= Rowan Downing =

Australian barrister

Rowan Downing, , an Australian barrister and international jurist, is a member of the international judiciary of the Extraordinary Chambers in the Courts of Cambodia.

==Biography==
In 1971 Downing was awarded a Commonwealth Government Scholarship to study for a Bachelor of Laws and Bachelor of Arts degrees. He was a resident of Ormond College from 1971 to 1975 and a tutor in law at Whitley College and the College of Legal Training from 1977 to 1980. He completed a Master of Laws degree in 1980 from the Melbourne Law School.
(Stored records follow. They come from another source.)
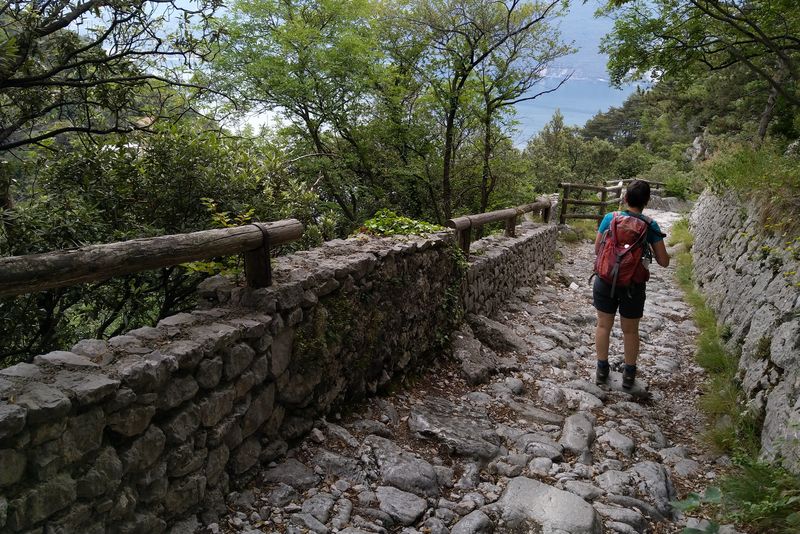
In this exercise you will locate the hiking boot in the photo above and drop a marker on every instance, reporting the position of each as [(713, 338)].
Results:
[(628, 376), (601, 375)]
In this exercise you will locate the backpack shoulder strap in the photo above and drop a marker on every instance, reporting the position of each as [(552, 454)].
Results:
[(649, 222)]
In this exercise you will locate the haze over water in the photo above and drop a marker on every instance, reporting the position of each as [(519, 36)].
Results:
[(588, 90)]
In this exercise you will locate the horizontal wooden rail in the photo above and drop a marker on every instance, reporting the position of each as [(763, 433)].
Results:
[(464, 225), (653, 185), (579, 202), (24, 274), (591, 187)]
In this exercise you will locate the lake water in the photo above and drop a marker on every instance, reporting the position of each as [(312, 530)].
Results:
[(587, 91)]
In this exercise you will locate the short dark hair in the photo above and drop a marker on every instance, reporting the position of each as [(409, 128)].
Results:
[(638, 194)]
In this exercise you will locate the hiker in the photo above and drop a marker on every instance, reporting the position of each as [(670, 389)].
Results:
[(637, 239)]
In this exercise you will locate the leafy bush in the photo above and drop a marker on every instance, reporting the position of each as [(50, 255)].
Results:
[(760, 174), (387, 223), (764, 495)]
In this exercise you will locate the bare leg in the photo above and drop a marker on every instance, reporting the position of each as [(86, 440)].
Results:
[(602, 334), (630, 339)]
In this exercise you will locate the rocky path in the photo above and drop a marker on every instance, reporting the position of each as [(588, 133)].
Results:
[(512, 435)]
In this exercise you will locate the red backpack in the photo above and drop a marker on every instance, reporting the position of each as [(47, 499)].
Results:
[(619, 261)]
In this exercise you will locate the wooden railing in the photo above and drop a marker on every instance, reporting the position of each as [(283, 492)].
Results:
[(567, 189), (609, 196), (464, 225), (24, 274), (654, 186)]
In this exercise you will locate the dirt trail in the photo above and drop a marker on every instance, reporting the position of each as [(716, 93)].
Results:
[(511, 435)]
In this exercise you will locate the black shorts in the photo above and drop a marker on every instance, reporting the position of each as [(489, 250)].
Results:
[(629, 300)]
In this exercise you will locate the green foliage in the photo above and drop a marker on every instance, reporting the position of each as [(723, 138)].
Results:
[(763, 495), (758, 174), (128, 188), (680, 233), (582, 230), (387, 223), (732, 427), (230, 265)]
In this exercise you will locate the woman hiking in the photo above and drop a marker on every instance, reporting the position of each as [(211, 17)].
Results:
[(626, 240)]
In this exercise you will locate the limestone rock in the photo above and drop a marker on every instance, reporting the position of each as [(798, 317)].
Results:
[(578, 433), (12, 419), (496, 335), (292, 473), (401, 469), (43, 403), (465, 431), (528, 505), (475, 522), (467, 350), (405, 508)]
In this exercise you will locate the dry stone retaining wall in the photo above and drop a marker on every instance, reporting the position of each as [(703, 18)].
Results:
[(131, 434), (751, 281)]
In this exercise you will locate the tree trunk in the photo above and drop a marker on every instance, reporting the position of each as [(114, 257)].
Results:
[(766, 117), (486, 174), (449, 140)]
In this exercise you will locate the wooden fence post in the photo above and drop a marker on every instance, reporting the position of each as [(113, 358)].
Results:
[(564, 202), (464, 238), (257, 266), (601, 210), (511, 224)]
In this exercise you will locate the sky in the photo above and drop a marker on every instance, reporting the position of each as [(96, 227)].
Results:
[(579, 99), (588, 90)]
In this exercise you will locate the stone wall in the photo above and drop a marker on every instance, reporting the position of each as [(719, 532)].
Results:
[(499, 265), (751, 280), (131, 434)]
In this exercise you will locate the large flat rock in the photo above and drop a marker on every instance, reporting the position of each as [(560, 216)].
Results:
[(528, 505), (463, 430)]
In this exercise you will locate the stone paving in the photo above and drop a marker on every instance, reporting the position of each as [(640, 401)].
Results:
[(509, 435)]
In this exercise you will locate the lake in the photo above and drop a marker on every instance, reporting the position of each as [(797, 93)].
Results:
[(587, 91)]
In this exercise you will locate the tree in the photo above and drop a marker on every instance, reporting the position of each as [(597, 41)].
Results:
[(673, 40), (96, 66), (311, 61), (508, 76), (461, 35)]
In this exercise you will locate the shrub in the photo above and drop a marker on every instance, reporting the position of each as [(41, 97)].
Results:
[(386, 223)]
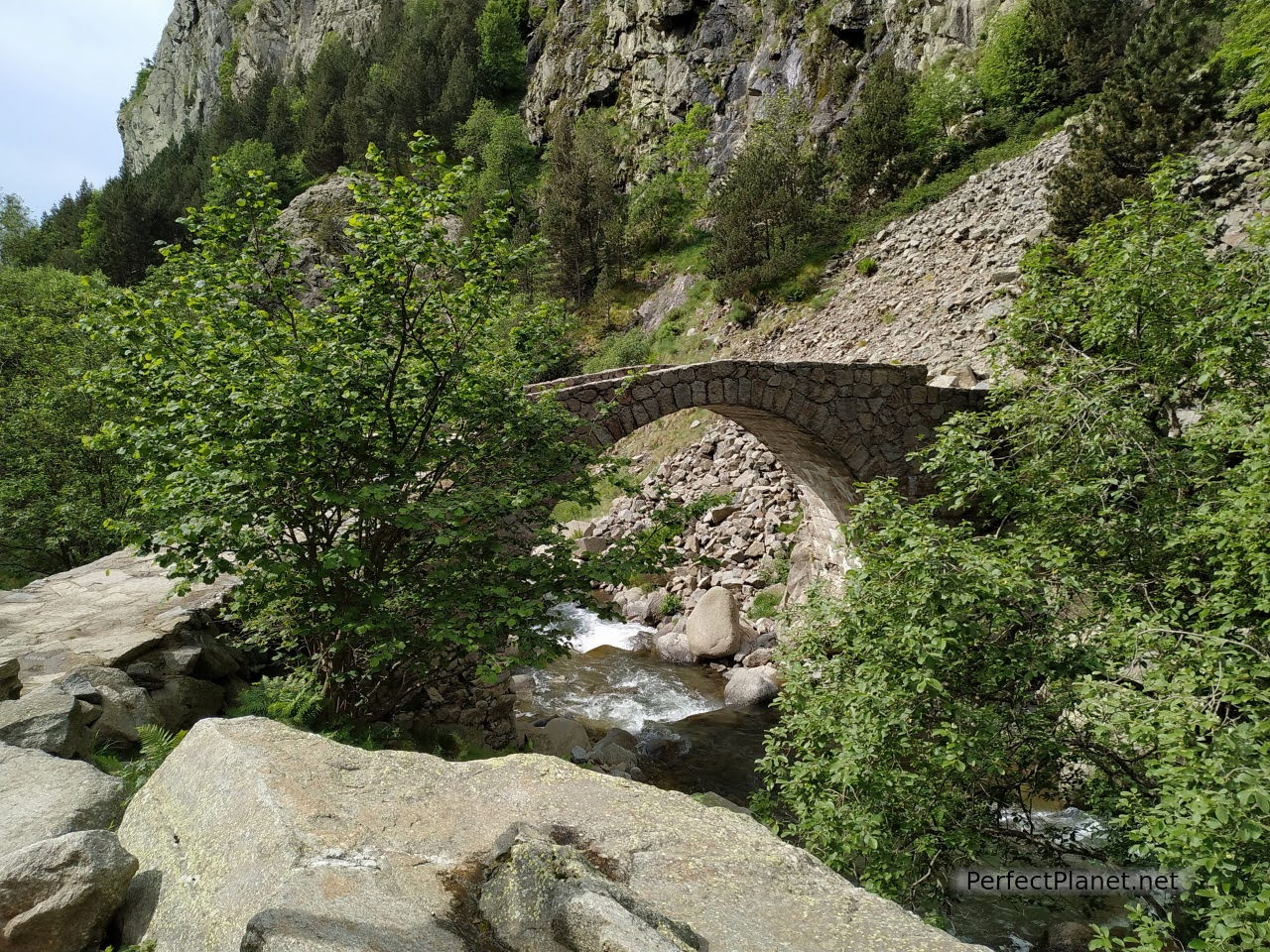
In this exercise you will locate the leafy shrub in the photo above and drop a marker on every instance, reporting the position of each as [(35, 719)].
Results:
[(630, 348), (1245, 55), (1080, 532), (294, 698), (388, 542)]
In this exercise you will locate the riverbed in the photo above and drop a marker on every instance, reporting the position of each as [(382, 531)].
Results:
[(691, 742)]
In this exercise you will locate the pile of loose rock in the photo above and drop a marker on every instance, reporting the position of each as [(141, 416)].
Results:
[(86, 657), (924, 290), (731, 544)]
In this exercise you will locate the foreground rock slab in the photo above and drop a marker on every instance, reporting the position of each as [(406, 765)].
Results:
[(56, 895), (45, 796), (257, 837), (104, 613)]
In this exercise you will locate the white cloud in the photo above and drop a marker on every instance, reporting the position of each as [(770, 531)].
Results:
[(64, 64)]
Downing is a senior Australian lawyer who has worked on aid projects since 1993. He was a judge of the Supreme Court and Court of Appeal in Vanuatu from 1993 to 1995 as part of AusAID. During this period he provided continuing legal education courses to members of the legal profession and introduced new processes in the courts for the protection of women and children. Following this period he returned to the Victorian Bar where his practice included commercial law, company law, administrative law, employment law, finance and trade law, regulatory law, land law, criminal law, banking law and human rights law. He was frequently involved in commercial projects and administrative law, human resources and regulatory work for the Asian Development Bank, including an SME development project in the Lao PDR and a review of the employment and administrative law regulations of the Bank, as a staff consultant. He returned to Vanuatu in 1999 and was the Solicitor General until 2002. He established the Financial Intelligence Unit of Vanuatu and subsequently worked to establish like units in Indonesia and Samoa. He has advised the State Bank of Vietnam and many donors in respect of the design of projects to assist the development of the legal sector in failed, conflicted and developing nations.
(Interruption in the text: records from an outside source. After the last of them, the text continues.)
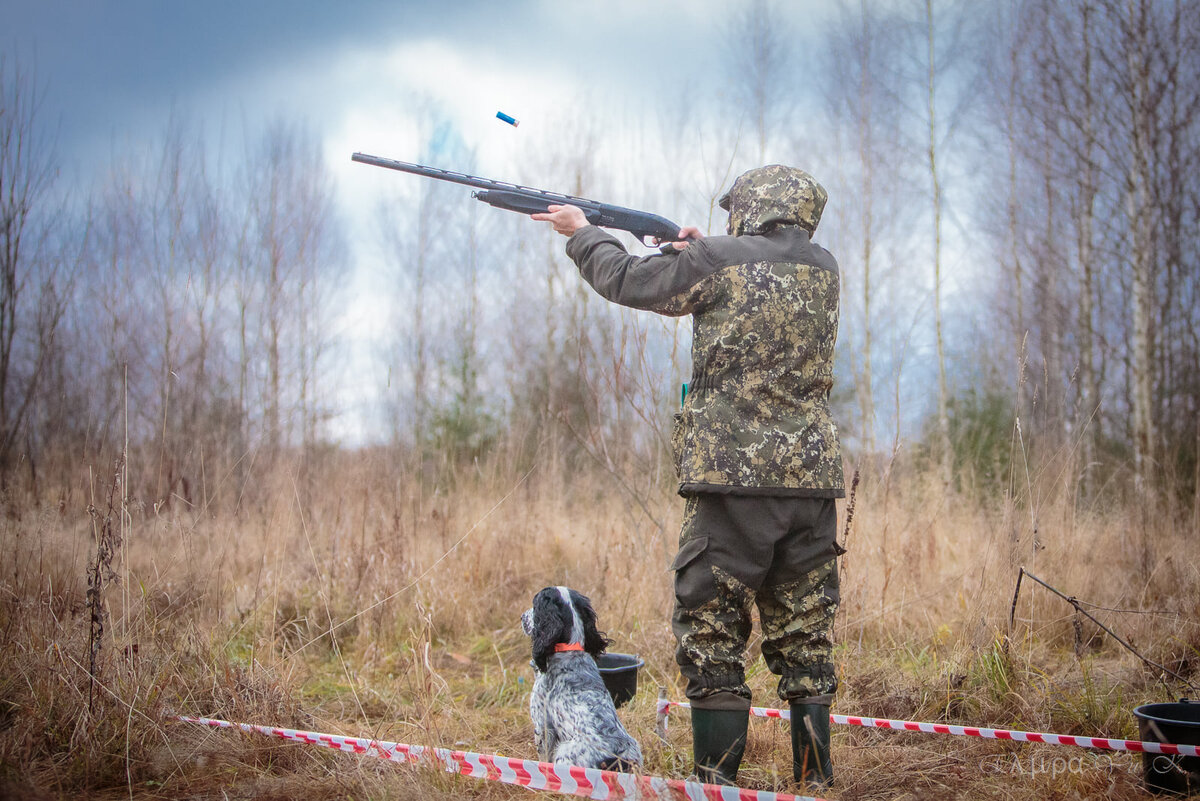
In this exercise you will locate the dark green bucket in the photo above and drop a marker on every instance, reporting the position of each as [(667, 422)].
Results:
[(1177, 723), (619, 674)]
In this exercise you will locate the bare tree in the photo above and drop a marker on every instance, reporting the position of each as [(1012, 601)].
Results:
[(761, 72), (34, 284)]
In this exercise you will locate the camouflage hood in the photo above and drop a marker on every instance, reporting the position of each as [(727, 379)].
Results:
[(773, 196)]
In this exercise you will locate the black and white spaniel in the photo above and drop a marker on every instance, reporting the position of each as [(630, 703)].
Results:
[(574, 718)]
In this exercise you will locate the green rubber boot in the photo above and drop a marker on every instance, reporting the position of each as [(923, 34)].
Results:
[(811, 763), (718, 742)]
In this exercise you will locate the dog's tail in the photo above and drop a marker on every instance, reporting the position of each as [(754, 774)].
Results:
[(618, 764)]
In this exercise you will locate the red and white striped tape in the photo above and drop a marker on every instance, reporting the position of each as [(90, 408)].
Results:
[(568, 780), (971, 732)]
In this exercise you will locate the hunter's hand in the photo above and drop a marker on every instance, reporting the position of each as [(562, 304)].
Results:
[(687, 234), (565, 220)]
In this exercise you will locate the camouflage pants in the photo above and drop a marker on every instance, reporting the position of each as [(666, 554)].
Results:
[(737, 552)]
In 2006 he took up a position as an international judge for the United Nations Assistance to the Khmer Rouge Tribunal (UNAKRT) at the Extraordinary Chambers of the Courts of Cambodia, initially working half time and then from 2010, full-time. Prior to working full-time in Cambodia with the United Nations, he maintained his practice and also worked on international aid projects in 14 countries.

In December 2014, Rowan was voted by the UN General Assembly to the bench of the United Nations Dispute Tribunal in Geneva.